Ron sighed and ran a hand over his face. “The scars, Harry.”
“I’ll lie.” Harry nodded like this would solve everything. “I’ll lie about how I got them, and Dumbledore will send me back.”
“Why are you so determined to go back?!”
“Because I won’t be a burden, Ron! I won’t…” Harry flopped back onto the bed and groaned angrily. “I can’t shove myself onto anyone else - I won’t. Besides, this is my life. I’m used to it.”
For perhaps the first time Harry had known Ron, he was completely and utterly speechless.
Harry sighed.
It was quiet for a bit, the only things Harry could hear was the radio’s commercials and Ron’s heavy breathing.
A minute or so in Harry finally caved. He reached out a hand, wrapping it around Ron’s wrist and tugging him down. “It’s okay, Ron. Really. Thank you for caring.”
“You don’t need to thank me for that.”
Ron curled up closer and threaded a hand through his hair. Harry hummed contentedly and leaned into it, making Ron laugh quietly.
“I think I have some of that healing potion left.
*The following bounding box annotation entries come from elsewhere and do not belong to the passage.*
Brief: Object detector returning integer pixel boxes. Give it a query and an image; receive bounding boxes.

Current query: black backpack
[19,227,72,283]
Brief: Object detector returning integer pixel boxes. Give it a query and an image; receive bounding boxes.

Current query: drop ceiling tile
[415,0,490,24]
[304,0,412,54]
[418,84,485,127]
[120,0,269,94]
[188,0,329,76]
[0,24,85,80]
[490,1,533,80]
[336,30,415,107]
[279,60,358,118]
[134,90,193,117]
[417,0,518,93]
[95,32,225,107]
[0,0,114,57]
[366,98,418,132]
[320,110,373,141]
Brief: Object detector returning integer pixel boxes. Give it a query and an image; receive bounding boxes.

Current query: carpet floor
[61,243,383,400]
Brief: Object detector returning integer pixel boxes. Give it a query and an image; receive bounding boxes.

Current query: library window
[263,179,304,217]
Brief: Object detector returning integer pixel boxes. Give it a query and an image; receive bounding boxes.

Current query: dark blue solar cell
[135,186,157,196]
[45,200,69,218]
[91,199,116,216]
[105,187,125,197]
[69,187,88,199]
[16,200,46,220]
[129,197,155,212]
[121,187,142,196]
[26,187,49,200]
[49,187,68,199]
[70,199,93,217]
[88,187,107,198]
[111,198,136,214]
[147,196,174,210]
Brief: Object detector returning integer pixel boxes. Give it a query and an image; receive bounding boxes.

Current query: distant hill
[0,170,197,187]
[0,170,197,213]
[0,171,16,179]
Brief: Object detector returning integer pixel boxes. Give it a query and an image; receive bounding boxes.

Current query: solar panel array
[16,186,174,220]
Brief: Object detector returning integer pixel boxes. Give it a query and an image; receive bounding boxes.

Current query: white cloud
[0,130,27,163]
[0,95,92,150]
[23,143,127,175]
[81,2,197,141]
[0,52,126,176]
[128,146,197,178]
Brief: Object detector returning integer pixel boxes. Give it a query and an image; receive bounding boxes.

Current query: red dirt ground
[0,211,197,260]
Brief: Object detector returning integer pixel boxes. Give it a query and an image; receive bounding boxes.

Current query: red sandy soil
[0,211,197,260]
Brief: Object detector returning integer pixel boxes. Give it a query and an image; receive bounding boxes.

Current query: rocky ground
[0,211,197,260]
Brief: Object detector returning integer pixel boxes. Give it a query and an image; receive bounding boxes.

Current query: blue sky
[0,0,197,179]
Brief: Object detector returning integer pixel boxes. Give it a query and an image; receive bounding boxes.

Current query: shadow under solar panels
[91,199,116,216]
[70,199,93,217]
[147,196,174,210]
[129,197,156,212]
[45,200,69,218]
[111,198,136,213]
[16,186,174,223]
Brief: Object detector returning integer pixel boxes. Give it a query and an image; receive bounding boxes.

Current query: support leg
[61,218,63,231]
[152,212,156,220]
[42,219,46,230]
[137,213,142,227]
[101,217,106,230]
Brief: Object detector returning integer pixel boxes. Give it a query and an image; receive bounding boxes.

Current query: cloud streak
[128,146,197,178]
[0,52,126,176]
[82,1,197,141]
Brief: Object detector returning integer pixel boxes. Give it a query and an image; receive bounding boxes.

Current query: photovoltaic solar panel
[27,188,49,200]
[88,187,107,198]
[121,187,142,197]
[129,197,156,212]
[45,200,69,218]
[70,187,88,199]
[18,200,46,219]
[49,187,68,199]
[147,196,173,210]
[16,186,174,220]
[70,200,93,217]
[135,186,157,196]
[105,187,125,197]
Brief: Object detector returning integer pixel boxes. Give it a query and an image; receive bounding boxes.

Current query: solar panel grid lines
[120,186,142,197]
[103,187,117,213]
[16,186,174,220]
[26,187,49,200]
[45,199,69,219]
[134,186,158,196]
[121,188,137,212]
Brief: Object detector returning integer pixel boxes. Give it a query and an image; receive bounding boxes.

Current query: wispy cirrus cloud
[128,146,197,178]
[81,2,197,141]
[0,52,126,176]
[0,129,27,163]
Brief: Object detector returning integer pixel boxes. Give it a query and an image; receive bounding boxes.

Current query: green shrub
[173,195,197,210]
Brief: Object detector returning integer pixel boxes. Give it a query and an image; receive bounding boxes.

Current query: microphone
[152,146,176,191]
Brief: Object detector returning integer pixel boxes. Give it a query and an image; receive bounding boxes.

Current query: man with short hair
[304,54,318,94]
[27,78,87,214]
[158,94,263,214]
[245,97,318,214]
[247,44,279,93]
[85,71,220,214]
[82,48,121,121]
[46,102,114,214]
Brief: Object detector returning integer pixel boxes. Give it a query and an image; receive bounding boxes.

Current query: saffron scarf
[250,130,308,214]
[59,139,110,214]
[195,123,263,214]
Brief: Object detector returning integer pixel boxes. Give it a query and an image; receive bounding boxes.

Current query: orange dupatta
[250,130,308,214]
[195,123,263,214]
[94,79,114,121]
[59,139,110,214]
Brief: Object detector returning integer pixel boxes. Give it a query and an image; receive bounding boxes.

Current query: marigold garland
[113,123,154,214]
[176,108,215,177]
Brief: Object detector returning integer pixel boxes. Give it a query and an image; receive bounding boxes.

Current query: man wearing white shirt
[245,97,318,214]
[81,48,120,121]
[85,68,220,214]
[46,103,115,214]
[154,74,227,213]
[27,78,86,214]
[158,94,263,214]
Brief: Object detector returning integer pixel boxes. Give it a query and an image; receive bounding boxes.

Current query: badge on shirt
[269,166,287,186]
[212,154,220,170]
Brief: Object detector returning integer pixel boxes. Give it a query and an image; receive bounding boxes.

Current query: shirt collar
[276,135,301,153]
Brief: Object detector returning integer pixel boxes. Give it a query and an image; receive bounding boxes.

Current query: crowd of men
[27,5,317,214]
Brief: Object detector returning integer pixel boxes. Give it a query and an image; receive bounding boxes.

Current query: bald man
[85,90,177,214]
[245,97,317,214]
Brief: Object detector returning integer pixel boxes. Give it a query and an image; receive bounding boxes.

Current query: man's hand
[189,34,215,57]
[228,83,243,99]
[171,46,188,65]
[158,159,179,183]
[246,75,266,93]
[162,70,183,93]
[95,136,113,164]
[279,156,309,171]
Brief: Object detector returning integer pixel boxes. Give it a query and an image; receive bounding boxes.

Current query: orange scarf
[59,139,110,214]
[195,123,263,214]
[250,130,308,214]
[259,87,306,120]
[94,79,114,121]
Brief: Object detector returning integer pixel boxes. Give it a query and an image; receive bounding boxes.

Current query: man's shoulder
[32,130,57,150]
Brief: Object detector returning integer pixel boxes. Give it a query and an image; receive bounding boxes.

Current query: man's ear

I only used a little bit of it.”
Harry whined as Ron clambered up, leaving him alone on the covers. Ron flicked his knee and moved towards Scabbers’s cage.
Scabbers squealed and Ron smacked the cage.
“You’ll rub my hair again, right?”
Ron let out another laugh and handed Harry the rest of the potion from where it had been in his drawer.
Harry took a long pull before swallowing, grimacing at the taste and making a face. “Nasty.”
Ron helped Harry lay down before curling up next to him.
The potion soon began to take effect and Harry’s eyelids drooped tiredly. Ron reached forward and slid Harry’s glasses off of his face. He set them on the bedside table before settling down on top of the covers.
"Don't think we won't talk about the cutting later."
“Hair,” Harry mumbled quietly into Ron’s shoulder, not having the energy to put up a fuss.
That morning, Harry fell asleep safe with his best friend’s hand gently carding through his hair and the sound of a Weird Sisters piano ballad crooning through the crackling radio station.